Long term leaders and winners repeatedly get ahead of their valuation measures; Google/GOOG at $475 and arguably $375 is a real time example. While the fundamental numbers (revenues and earnings, growth, etc) pour forth from the Googleplex, the e (earnings) of the PE multiple shrinks (rapidly). But sometimes that is insufficient, so the p (price) shrinks as well, causing the once stratospheric PE to shrivel. That action occurs now. There are fundamental concerns -- there always are -- such as the company's massive capex. But if not this concern, then another; it is always thus.
An extraordinarily gifted and shrewd investor (who prefers remaining anonymous) shares his insights...
"I'm glad you're going to post on GOOG. I've never had a position, but I remain both fascinated and agnostic. For what they're worth (I know, just what you paid for them!) here are my thoughts: I've been watching the poor action. Clearly it could not hold the obvious trend line, even on a moderately positive day. I would guess that it's unlikely to hold the gap support at 360, and is likely to fill the lower gap and test major support at 320. I would not even begin to venture about possible action below that.
"I suppose that my inclination to a negative propostion is based somewhat on the weekly chart, which has failed to show one accumulation week since March. (This notion is crucial! -- dmg) Plus the general market action in so many leaders (or now ex-leaders). It seems that every day something else blows up, and often on very good earnings and, like RACK, not because it was all that bad a child. Day after day I'm seeing what looks to me like institutions selling their winners, booking their profits while they still have them -- across the spectrum -- and rotating into the most beaten down, "safe" names they can find. The averages haven't broken down, but something like 70% of stocks are now trading beneath their 200 days, so it might not be a bear market by definition, but it sure acts like one. I'm making no prognostication as to where the market in general is going, but I do know that every stock on the board that still has big profits in it is extremely vulnerable.
"Last thought.
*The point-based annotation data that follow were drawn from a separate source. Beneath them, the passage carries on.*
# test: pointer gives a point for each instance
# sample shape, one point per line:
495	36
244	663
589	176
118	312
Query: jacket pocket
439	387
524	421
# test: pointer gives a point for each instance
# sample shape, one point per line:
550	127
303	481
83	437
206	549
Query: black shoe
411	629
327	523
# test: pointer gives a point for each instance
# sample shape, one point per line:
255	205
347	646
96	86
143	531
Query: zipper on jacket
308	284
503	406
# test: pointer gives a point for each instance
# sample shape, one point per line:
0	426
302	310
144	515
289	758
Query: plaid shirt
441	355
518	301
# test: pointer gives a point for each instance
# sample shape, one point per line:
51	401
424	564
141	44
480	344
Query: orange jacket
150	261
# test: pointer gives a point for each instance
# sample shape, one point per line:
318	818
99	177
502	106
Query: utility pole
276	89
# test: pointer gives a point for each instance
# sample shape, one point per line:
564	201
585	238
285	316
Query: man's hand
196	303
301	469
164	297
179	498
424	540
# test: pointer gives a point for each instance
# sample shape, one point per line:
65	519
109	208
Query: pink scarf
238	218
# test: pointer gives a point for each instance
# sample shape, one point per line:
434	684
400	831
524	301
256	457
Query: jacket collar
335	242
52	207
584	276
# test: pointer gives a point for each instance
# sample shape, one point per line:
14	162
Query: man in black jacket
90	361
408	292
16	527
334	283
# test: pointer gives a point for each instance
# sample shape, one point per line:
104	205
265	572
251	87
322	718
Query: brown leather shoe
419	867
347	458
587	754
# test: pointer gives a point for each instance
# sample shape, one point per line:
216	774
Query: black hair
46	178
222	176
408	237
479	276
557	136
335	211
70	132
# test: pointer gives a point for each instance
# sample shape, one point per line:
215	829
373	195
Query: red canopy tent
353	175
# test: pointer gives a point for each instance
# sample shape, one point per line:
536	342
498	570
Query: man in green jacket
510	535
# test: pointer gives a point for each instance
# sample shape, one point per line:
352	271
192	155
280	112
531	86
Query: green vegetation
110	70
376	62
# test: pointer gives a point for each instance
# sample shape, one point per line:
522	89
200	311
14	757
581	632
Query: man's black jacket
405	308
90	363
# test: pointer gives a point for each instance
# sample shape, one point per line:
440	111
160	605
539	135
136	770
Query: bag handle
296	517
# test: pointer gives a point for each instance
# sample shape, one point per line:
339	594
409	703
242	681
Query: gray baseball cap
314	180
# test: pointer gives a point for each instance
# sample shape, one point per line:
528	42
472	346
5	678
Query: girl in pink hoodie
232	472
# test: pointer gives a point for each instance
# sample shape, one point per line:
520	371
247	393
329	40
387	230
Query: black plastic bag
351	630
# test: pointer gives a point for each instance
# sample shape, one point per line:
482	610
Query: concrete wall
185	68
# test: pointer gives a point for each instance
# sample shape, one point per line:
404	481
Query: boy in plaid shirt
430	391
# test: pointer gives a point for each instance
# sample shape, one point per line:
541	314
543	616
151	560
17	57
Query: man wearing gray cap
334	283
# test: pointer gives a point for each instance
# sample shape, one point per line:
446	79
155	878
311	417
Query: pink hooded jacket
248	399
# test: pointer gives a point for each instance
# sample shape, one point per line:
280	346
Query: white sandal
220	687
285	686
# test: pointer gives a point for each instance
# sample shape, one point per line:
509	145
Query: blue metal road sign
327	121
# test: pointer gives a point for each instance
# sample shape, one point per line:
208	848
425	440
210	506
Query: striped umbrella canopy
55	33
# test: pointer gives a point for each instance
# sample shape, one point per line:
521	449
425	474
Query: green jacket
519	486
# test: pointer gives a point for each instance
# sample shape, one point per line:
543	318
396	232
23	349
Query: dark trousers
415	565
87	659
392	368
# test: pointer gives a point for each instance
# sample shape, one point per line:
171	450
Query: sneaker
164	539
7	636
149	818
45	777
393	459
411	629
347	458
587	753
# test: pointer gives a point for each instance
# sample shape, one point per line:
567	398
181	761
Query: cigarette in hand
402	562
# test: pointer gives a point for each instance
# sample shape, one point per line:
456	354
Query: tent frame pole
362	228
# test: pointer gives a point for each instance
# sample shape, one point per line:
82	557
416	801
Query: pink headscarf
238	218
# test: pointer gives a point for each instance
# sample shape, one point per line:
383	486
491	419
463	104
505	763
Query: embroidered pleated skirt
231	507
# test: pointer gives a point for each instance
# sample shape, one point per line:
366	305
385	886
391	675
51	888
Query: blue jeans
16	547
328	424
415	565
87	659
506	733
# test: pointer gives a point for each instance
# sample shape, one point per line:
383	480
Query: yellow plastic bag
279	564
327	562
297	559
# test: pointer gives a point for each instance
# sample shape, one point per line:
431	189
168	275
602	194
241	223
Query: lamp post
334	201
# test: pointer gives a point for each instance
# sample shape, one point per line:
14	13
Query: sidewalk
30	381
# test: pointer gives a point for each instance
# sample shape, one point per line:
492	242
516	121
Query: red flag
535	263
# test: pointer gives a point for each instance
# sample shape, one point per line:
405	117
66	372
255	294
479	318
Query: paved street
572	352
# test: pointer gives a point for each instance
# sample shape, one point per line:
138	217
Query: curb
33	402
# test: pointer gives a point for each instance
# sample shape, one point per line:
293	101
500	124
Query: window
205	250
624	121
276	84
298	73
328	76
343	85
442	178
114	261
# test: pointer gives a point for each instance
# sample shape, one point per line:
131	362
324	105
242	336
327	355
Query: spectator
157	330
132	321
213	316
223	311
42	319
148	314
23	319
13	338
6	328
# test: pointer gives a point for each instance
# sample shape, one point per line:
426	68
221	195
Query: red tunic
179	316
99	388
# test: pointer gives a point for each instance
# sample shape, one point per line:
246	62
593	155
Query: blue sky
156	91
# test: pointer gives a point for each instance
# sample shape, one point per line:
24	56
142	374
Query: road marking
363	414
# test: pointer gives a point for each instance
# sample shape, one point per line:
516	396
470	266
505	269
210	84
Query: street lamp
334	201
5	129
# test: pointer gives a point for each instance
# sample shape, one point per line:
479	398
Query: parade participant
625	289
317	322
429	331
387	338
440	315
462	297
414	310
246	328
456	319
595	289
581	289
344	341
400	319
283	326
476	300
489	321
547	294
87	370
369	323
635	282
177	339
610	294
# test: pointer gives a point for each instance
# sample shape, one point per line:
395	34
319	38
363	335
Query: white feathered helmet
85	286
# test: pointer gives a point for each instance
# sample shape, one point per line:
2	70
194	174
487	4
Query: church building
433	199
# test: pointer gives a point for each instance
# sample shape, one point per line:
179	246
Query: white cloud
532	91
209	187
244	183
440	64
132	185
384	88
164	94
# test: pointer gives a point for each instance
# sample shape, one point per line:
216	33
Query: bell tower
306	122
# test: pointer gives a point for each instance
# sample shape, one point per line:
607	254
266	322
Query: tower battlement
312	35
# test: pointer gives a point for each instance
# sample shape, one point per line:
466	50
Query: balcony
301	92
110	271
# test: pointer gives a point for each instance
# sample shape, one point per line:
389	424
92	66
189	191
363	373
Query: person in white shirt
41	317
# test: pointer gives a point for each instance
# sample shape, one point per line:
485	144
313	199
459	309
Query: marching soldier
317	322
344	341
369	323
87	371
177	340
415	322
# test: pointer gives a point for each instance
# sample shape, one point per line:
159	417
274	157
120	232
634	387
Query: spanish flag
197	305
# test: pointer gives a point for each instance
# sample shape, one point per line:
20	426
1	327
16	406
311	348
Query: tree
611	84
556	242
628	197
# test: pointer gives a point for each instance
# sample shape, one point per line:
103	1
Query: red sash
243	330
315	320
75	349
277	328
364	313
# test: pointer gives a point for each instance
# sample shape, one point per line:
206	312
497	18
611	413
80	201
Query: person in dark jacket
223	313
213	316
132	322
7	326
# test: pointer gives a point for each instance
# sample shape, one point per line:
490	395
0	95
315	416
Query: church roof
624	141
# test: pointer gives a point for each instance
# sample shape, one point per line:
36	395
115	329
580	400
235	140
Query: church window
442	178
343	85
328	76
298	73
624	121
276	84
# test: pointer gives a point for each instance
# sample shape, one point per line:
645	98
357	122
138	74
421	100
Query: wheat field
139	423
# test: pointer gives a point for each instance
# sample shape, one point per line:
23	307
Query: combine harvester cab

Because technical analysis -- at least as to obvious trend lines and moving averages -- has become so ubiquitous, it has become obvious to me that many fundamental investors are using these breaks to accumulate postions -- hence, the quick washouts and turnarounds that we now see so often on these breaks. However, it also seems to me like these quick turnarounds -- where the fundamentalists are fading the chartists -- usually happen very quickly -- generally within a week -- rarely longer than two weeks. The way GOOG has been trading, dripping and drabbing away -- leads me to believe that the fade-trade won't be at work here."
I cannot say it better than that, so I will not even make the attempt. When embracing opportunity, we simultaneously assume risk. We assume risk as well when avoiding positions. Sometimes it appears the risk of a mono-directional move is greater than others; we invest or avoid during those particular and peculiar moments. This moment (the coming days and weeks; remember, leaders decline begrudgingly, if at all) for Google/GOOG might just be one of those moments. Only time will tell.